À peu près à cette époque, je fais l’acquisition ($$$$ très cher!) de deux appareils auditifs numériques Widex.  Wow! Quelle amélioration!  Alors qu’un appareil auditif analogue amplifie tous les sons sans discrimination, un appareil numérique est un mini-ordinateur qui est programmé pour amplifier uniquement les fréquences que vous n’entendez pas.  Je me souviens avoir entendu une chanson de Michel Rivard à la radio dans l’automobile, et avoir été capable de comprendre quelques paroles!
Dans les années suivantes, mon ouïe se détériore, mais très lentement, et surtout, au même rythme pour les deux oreilles.  Le graphique ci-dessous montre que jusqu’en 2004, j’entendais à 60 % de l’oreille droite, et 52 % de l’oreille gauche.  Mais entre 2004 et 2007, j’ai perdu presque toute mon audition dans l’oreille droite, qui est descendue à 10 % environ en 2010.
Pourcentage de reconnaissance de la parole entre 1987 et 2008.
 
C’est à ce moment-là que j’ai commencé à songer sérieusement à entreprendre les démarches pour éventuellement avoir un implant cochléaire…
Mais ça, c’est un autre « post » J

samedi 16 octobre 2010

Samedi 16 octobre, convalescence

Jour 5 depuis la chirurgie qui s'est très bien déroulée, grâce aux bons soins du Dr David Schramm.  Mes acouphènes me ralentissent, je ne suis pas encore en mesure d'écrire longtemps, alors je vais me contenter de mettre quelques photos...


Mardi 12 octobre 2010, Hôpital d'Ottawa - Campus Civic, 19 h 05 : ma conjointe Rachelle vient à peine d'avoir l'autorisation de me voir.  Je suis réveillée depuis midi 30, je suis entrée dans la salle d'opération vers 8 h du matin.










Mercredi 13 octobre, 6 h 53.  Exactement 24 heures après mon arrivée, je rentre à la maison.  J'ai l'air d'une éclopée de la 1ère guerre mondiale !!! LOL











Mercredi, 7 h 23, à peine deux minutes après être entrée dans la maison, un moment de folie : je suis tellement contente que j'ameute ma gang en envoyant des photos!!

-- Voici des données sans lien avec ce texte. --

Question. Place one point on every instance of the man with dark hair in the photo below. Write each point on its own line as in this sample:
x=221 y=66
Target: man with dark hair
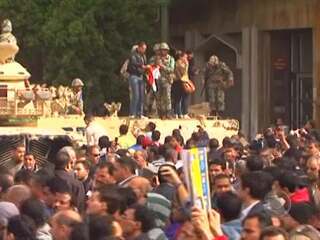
x=124 y=170
x=289 y=183
x=274 y=233
x=64 y=165
x=105 y=200
x=229 y=206
x=35 y=209
x=125 y=140
x=139 y=143
x=16 y=162
x=254 y=163
x=254 y=187
x=30 y=162
x=101 y=226
x=81 y=171
x=62 y=224
x=221 y=184
x=138 y=223
x=155 y=137
x=214 y=152
x=216 y=167
x=63 y=199
x=104 y=175
x=93 y=154
x=253 y=224
x=6 y=181
x=93 y=130
x=136 y=68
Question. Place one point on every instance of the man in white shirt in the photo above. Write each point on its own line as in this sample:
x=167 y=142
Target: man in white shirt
x=254 y=188
x=93 y=131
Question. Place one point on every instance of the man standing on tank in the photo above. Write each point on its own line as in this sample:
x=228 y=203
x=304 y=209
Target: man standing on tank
x=164 y=84
x=136 y=68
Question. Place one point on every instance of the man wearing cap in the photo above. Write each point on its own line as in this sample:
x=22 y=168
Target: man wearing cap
x=218 y=78
x=76 y=102
x=165 y=81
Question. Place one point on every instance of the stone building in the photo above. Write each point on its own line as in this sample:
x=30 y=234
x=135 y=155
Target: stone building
x=273 y=47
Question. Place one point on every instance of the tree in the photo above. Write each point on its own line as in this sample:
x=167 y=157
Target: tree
x=63 y=39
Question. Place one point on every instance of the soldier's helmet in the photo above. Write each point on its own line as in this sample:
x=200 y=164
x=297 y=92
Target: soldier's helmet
x=213 y=60
x=164 y=46
x=6 y=26
x=77 y=82
x=156 y=47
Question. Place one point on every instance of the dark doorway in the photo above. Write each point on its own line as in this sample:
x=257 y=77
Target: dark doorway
x=291 y=76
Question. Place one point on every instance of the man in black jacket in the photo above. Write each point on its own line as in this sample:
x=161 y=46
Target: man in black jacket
x=64 y=164
x=136 y=68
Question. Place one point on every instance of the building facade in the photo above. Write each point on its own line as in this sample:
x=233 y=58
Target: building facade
x=273 y=48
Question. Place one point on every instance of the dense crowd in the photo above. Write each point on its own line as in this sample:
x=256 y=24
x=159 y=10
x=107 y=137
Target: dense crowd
x=133 y=187
x=166 y=80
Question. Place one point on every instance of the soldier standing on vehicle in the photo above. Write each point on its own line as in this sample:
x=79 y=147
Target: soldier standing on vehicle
x=76 y=102
x=218 y=77
x=151 y=95
x=165 y=82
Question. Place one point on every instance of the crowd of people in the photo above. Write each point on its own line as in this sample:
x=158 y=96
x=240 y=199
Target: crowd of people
x=133 y=187
x=168 y=82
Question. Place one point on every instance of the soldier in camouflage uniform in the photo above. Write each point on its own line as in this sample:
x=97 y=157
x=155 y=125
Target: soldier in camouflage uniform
x=164 y=84
x=218 y=78
x=151 y=96
x=6 y=36
x=76 y=102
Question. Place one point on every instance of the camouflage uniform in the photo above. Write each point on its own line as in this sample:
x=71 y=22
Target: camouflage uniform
x=218 y=77
x=76 y=101
x=6 y=32
x=164 y=84
x=151 y=95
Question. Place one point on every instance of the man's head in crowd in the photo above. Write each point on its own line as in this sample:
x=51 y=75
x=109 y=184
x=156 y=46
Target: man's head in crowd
x=288 y=182
x=140 y=157
x=81 y=170
x=29 y=161
x=17 y=194
x=62 y=224
x=141 y=186
x=142 y=47
x=313 y=168
x=221 y=184
x=19 y=152
x=62 y=195
x=229 y=205
x=137 y=220
x=254 y=163
x=255 y=186
x=124 y=167
x=274 y=233
x=88 y=118
x=104 y=175
x=6 y=181
x=65 y=159
x=34 y=209
x=105 y=200
x=155 y=136
x=23 y=177
x=123 y=129
x=253 y=225
x=101 y=226
x=93 y=154
x=216 y=166
x=312 y=148
x=213 y=144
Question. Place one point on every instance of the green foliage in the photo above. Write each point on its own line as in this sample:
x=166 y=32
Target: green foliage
x=63 y=39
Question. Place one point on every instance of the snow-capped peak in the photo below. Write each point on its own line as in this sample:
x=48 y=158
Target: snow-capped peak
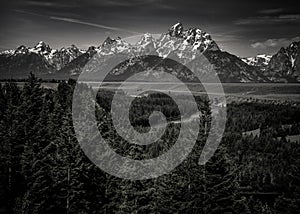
x=261 y=60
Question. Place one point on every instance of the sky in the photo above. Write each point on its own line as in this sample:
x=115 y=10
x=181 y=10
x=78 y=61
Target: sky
x=243 y=28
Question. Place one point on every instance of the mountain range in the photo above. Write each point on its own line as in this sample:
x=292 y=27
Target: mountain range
x=184 y=45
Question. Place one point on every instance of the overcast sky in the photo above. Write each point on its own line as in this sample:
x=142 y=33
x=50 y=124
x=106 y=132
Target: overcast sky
x=239 y=27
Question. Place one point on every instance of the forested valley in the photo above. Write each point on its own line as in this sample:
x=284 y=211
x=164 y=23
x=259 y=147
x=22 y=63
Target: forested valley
x=44 y=170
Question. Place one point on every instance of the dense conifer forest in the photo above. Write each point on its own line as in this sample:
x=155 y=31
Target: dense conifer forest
x=44 y=170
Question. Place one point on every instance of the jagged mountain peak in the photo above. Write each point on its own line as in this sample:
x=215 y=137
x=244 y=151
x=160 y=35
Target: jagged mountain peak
x=197 y=38
x=108 y=41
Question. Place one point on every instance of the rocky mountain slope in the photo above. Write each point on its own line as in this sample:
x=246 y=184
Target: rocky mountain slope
x=182 y=45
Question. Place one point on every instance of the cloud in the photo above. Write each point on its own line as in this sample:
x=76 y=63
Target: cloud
x=286 y=18
x=271 y=43
x=271 y=11
x=76 y=21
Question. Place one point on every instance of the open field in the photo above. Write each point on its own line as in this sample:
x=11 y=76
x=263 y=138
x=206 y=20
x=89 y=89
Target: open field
x=233 y=91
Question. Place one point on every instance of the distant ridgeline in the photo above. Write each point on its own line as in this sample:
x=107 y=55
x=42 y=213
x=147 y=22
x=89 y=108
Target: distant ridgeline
x=183 y=45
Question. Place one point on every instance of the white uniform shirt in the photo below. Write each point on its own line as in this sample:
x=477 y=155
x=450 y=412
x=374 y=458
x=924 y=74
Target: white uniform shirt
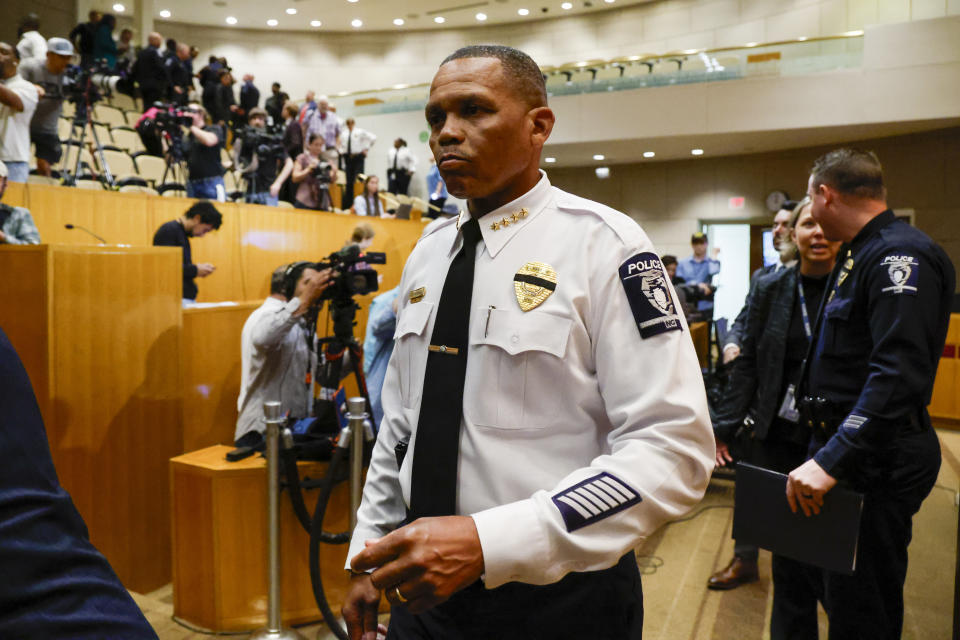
x=360 y=140
x=404 y=161
x=275 y=358
x=15 y=125
x=579 y=437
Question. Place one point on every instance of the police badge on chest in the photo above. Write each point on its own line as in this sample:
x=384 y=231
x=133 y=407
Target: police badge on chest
x=644 y=281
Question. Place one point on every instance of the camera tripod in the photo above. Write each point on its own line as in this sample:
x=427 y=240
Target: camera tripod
x=78 y=133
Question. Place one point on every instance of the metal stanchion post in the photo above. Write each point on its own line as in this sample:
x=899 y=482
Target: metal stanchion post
x=360 y=431
x=273 y=417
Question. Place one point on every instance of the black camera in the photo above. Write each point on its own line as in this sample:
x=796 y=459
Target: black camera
x=322 y=172
x=83 y=86
x=352 y=275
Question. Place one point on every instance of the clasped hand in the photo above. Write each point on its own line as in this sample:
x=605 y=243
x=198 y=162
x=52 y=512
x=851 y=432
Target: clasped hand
x=419 y=566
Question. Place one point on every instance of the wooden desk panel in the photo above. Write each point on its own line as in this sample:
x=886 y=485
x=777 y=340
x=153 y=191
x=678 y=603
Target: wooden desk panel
x=211 y=373
x=24 y=313
x=219 y=544
x=116 y=398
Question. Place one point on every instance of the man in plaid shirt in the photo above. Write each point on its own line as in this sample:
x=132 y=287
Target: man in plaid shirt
x=16 y=223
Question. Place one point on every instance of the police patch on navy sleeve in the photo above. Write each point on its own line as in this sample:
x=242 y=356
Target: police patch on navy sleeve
x=594 y=499
x=902 y=275
x=645 y=284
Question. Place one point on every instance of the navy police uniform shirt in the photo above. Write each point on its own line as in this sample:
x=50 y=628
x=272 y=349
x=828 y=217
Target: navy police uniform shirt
x=881 y=335
x=53 y=583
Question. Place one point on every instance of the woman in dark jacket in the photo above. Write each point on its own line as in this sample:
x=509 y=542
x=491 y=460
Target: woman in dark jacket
x=757 y=415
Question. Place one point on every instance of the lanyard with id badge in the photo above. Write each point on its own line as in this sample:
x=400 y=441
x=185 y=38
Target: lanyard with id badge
x=788 y=408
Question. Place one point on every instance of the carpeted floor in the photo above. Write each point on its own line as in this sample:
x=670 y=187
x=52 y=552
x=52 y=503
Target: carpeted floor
x=677 y=561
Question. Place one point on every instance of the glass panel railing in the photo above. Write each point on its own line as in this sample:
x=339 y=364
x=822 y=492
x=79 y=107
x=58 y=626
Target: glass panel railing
x=802 y=56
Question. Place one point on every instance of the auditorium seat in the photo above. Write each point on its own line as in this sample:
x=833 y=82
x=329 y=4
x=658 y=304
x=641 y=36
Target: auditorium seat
x=111 y=116
x=151 y=168
x=120 y=163
x=44 y=180
x=172 y=190
x=127 y=138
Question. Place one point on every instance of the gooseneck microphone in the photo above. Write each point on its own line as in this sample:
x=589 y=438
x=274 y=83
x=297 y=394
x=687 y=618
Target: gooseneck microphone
x=76 y=226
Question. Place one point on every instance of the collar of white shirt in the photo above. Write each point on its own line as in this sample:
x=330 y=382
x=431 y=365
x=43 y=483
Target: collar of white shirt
x=500 y=225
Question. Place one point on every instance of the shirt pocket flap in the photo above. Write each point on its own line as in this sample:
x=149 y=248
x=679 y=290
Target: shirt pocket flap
x=517 y=332
x=413 y=319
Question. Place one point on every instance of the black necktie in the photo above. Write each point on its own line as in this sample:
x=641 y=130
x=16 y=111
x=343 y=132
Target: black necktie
x=433 y=489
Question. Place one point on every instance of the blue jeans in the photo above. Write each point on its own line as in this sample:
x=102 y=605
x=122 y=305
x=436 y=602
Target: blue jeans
x=208 y=188
x=17 y=171
x=262 y=197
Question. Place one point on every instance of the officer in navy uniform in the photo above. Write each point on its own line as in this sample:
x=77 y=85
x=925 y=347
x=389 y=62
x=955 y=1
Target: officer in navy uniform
x=551 y=408
x=869 y=378
x=53 y=582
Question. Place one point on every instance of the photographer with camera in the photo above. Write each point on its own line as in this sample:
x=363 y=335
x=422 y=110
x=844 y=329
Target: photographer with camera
x=262 y=159
x=313 y=175
x=203 y=157
x=18 y=101
x=179 y=77
x=149 y=73
x=277 y=349
x=47 y=75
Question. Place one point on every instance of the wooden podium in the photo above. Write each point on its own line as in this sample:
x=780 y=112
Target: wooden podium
x=98 y=330
x=219 y=544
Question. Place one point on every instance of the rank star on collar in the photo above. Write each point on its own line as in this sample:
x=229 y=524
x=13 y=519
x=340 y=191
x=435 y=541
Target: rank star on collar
x=506 y=221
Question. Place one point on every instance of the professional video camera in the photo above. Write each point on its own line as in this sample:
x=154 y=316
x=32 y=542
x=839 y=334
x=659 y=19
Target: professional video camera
x=88 y=86
x=257 y=140
x=352 y=277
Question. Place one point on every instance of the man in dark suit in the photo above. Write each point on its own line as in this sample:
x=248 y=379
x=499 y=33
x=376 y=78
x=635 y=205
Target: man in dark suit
x=783 y=245
x=249 y=97
x=55 y=583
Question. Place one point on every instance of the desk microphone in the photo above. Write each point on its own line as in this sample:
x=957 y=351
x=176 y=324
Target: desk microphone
x=76 y=226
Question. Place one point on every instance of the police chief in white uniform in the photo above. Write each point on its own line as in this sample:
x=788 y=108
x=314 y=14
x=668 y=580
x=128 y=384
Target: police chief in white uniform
x=584 y=423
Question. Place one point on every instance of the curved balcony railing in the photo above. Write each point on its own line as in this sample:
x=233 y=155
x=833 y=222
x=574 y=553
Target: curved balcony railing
x=800 y=56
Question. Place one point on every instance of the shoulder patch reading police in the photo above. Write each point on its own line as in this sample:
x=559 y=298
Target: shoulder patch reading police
x=645 y=283
x=903 y=272
x=594 y=499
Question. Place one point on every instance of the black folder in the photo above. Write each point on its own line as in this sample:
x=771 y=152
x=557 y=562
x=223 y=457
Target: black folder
x=762 y=517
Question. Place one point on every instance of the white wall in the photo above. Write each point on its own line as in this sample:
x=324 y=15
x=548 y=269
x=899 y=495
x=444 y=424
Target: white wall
x=331 y=62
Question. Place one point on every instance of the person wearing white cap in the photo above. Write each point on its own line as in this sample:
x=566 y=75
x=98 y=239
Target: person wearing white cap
x=16 y=223
x=47 y=75
x=18 y=100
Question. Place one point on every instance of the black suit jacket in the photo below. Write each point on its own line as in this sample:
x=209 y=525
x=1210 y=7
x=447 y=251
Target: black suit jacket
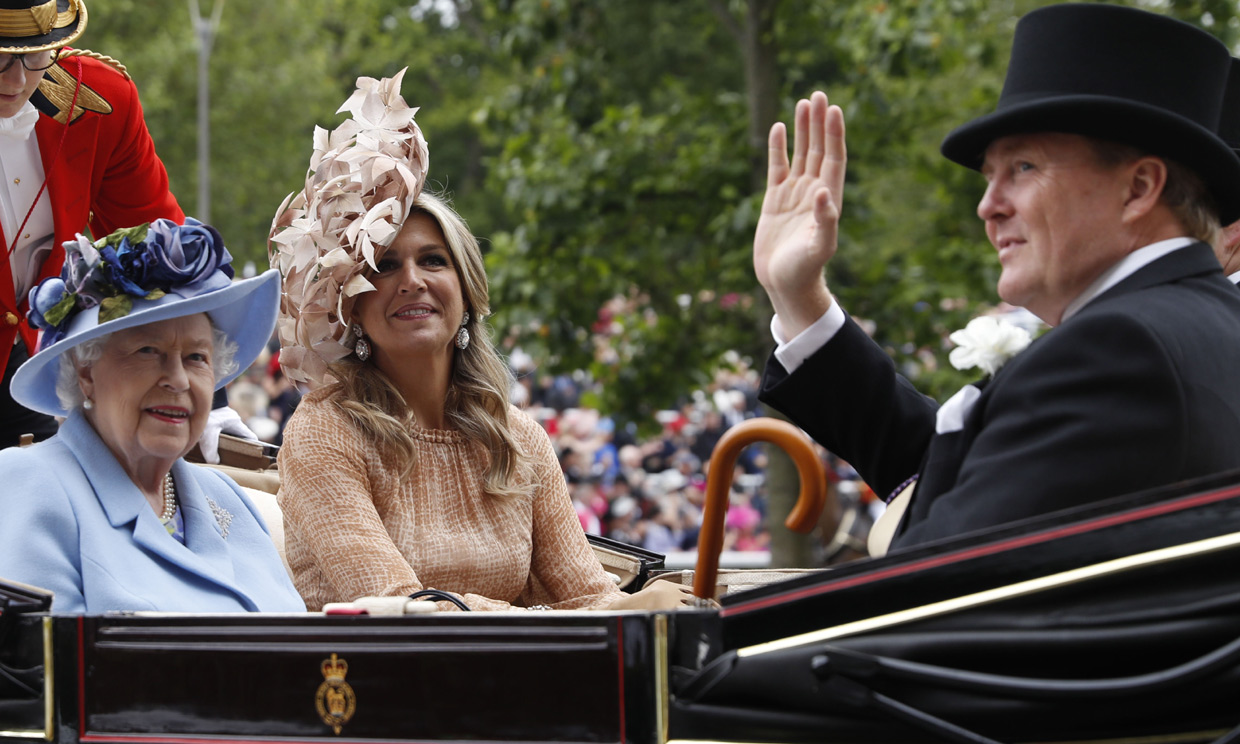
x=1135 y=391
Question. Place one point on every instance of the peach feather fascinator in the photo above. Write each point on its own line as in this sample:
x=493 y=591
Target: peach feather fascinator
x=361 y=185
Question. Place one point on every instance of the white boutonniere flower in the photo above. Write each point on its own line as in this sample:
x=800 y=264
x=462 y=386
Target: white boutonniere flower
x=987 y=342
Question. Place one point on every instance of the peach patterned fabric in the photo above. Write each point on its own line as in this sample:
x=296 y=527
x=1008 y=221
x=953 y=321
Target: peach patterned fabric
x=355 y=528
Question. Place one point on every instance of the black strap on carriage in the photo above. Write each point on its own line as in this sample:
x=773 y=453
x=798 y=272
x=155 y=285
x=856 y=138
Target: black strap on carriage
x=841 y=671
x=439 y=597
x=15 y=600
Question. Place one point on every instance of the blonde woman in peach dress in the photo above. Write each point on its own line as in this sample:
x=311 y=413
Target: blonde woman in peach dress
x=407 y=469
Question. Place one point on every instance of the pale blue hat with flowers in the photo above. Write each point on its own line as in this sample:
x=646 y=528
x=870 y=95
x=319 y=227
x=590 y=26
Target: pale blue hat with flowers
x=139 y=275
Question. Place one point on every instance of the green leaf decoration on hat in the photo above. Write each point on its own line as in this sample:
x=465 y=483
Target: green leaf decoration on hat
x=114 y=306
x=60 y=310
x=135 y=234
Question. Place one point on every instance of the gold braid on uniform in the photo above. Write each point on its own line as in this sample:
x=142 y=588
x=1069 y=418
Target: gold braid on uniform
x=58 y=86
x=104 y=58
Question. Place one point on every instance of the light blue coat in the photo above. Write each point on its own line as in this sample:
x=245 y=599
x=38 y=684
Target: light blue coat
x=72 y=521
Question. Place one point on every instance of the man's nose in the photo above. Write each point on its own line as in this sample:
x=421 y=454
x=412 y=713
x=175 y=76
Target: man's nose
x=993 y=202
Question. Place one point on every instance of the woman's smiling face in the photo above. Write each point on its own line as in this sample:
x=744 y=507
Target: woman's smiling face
x=150 y=389
x=417 y=305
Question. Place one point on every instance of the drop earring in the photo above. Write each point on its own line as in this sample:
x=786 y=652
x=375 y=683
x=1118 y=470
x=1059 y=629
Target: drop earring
x=463 y=334
x=362 y=347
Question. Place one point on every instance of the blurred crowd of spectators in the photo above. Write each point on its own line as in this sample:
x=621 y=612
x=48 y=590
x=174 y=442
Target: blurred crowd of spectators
x=645 y=491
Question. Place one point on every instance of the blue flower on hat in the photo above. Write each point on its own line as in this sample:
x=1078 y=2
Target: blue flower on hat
x=143 y=262
x=181 y=256
x=50 y=303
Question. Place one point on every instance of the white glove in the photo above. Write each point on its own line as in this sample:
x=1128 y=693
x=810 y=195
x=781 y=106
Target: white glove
x=225 y=420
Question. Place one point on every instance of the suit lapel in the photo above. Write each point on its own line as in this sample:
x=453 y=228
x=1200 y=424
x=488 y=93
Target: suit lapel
x=1189 y=261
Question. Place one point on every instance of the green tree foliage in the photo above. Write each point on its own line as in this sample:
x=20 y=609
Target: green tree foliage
x=610 y=153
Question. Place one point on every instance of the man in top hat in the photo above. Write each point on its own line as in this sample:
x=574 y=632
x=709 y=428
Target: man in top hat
x=1228 y=248
x=1106 y=182
x=75 y=151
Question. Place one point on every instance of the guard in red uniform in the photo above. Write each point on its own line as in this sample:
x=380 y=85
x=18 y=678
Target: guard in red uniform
x=75 y=153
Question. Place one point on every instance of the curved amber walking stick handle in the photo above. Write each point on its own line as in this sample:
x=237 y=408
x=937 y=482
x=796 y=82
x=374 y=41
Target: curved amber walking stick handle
x=718 y=485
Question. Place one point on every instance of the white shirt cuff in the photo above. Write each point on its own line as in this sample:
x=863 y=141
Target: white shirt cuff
x=792 y=354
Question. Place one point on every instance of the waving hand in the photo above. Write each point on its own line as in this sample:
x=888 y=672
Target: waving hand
x=797 y=230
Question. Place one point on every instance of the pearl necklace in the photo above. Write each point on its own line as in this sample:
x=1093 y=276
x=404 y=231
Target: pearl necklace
x=169 y=499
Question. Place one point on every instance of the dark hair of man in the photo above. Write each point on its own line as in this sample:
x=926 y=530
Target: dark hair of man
x=1184 y=194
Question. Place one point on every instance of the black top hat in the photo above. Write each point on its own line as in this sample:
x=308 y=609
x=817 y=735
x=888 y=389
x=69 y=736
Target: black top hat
x=37 y=25
x=1229 y=118
x=1120 y=75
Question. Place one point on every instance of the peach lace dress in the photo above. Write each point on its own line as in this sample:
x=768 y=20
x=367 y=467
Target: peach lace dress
x=355 y=528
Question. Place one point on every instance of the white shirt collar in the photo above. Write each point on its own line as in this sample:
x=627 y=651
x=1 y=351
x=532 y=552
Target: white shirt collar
x=1122 y=269
x=20 y=125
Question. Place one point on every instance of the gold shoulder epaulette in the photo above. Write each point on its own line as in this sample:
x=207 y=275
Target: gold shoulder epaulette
x=58 y=84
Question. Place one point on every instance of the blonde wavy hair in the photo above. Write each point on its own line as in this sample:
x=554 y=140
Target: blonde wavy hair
x=478 y=392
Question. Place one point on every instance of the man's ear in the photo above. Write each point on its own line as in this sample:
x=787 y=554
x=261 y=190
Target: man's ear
x=1146 y=181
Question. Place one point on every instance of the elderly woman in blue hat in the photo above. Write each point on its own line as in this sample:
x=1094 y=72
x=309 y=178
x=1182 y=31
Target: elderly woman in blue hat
x=139 y=330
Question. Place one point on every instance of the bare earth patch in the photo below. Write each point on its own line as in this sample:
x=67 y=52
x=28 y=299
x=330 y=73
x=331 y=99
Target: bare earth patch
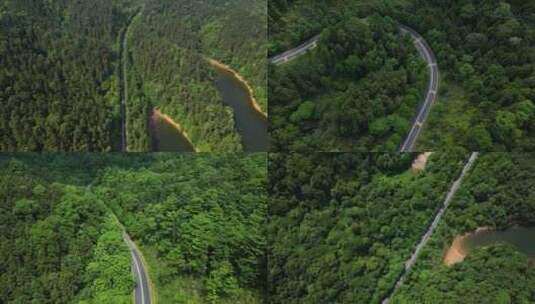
x=456 y=253
x=419 y=163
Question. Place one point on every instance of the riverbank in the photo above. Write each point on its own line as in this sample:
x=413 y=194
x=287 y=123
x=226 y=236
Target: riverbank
x=419 y=163
x=456 y=252
x=156 y=113
x=242 y=80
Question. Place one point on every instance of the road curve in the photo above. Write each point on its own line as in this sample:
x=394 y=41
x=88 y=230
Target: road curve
x=432 y=89
x=124 y=93
x=412 y=260
x=142 y=291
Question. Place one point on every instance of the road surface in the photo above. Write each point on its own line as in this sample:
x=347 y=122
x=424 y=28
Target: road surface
x=295 y=52
x=124 y=96
x=412 y=260
x=432 y=89
x=142 y=291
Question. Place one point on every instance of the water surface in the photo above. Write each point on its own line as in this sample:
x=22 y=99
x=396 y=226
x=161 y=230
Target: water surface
x=252 y=126
x=522 y=238
x=166 y=138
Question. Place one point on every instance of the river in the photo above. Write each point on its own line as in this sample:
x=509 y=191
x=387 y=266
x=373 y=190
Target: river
x=166 y=137
x=252 y=125
x=522 y=238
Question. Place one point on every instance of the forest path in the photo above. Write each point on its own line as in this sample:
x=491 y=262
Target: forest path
x=124 y=81
x=412 y=260
x=142 y=292
x=432 y=89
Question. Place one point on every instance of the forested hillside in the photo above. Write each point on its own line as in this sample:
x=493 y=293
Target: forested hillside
x=58 y=242
x=199 y=221
x=485 y=52
x=358 y=90
x=169 y=45
x=58 y=88
x=499 y=193
x=341 y=226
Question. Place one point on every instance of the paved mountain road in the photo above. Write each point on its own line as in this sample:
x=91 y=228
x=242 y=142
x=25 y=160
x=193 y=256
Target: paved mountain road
x=295 y=52
x=142 y=290
x=412 y=260
x=432 y=89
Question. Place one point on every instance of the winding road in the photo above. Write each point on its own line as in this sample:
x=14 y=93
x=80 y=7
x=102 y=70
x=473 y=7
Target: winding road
x=425 y=238
x=432 y=89
x=142 y=291
x=295 y=52
x=124 y=92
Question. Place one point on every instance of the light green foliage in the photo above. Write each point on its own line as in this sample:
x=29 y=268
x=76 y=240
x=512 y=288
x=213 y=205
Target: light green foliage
x=110 y=271
x=362 y=72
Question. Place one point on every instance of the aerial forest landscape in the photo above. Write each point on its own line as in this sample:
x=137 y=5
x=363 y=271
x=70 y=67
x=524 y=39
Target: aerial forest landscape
x=390 y=228
x=351 y=75
x=133 y=75
x=191 y=227
x=267 y=151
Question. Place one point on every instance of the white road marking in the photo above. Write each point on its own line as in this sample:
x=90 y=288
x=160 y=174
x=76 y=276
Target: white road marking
x=140 y=278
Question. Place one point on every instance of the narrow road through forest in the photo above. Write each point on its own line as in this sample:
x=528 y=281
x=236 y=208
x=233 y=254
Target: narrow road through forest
x=142 y=289
x=432 y=89
x=124 y=80
x=412 y=260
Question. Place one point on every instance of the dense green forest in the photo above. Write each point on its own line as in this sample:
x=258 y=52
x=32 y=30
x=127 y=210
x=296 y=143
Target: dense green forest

Durant la journée, un acouphène (tonalité stridente) infernal à l'oreille droite me fait presque paniquer.  Heureusement, je peux concentrer mon attention sur une belle histoire, le sauvetage des mineurs chiliens...








Mercredi 13 octobre,
21 h 05. 
Mouchka n'a que faire
de mon bandage!











Jeudi 14 octobre, clinique Parkdale, bureau du Dr. Schramm :
on enlève le bandage et on remplace le pansement original.







  






Avant de remettre le nouveau pansement, Rachelle prend le temps de prendre une photo qui me permettra vraiment de voir de quoi j'aurai l'air quand le pansement sera complètement enlevé !


  

  









Le Dr Schramm est reconnu pour être un magicien du bistouri !











  
Et hop, un nouveau pansement est remis. 
Pas évident avec les lunettes. 
Le samedi matin, j'ai dévissé la branche droite,
pour ne pas accentuer la pression sur la plaie...

jeudi 7 octobre 2010

La saga d'un implant cochléaire... en Outaouais

Pourquoi créer un blogue sur le processus qui mène à un implant cochléaire ?  Il y en a quand même quelques-uns sur le Web... Lire les témoignages de gens qui ont eu un implant cochléaire m'a BEAUCOUP aidée à me préparer, à démystifier le processus, la chirurgie, et aussi à choisir le modèle d'implant.  Sauf qu'il s'agissait de témoignages de gens qui habitent en France, ou encore de québécois qui ont dû aller à Québec, car le CHUQ est le seul hôpital au Québec à pratiquer cette chirurgie.

Mais moi, j'habite en Outaouais, à Gatineau, une région frontalière avec l'Ontario.  J'ai donc la chance d'habiter à 8 kilomètres de l'Hôpital d'Ottawa, campus Civic, là où se pratiquent également des chirurgies d'implants cochléaires, avec beaucoup de succès !  Quelle chance ! 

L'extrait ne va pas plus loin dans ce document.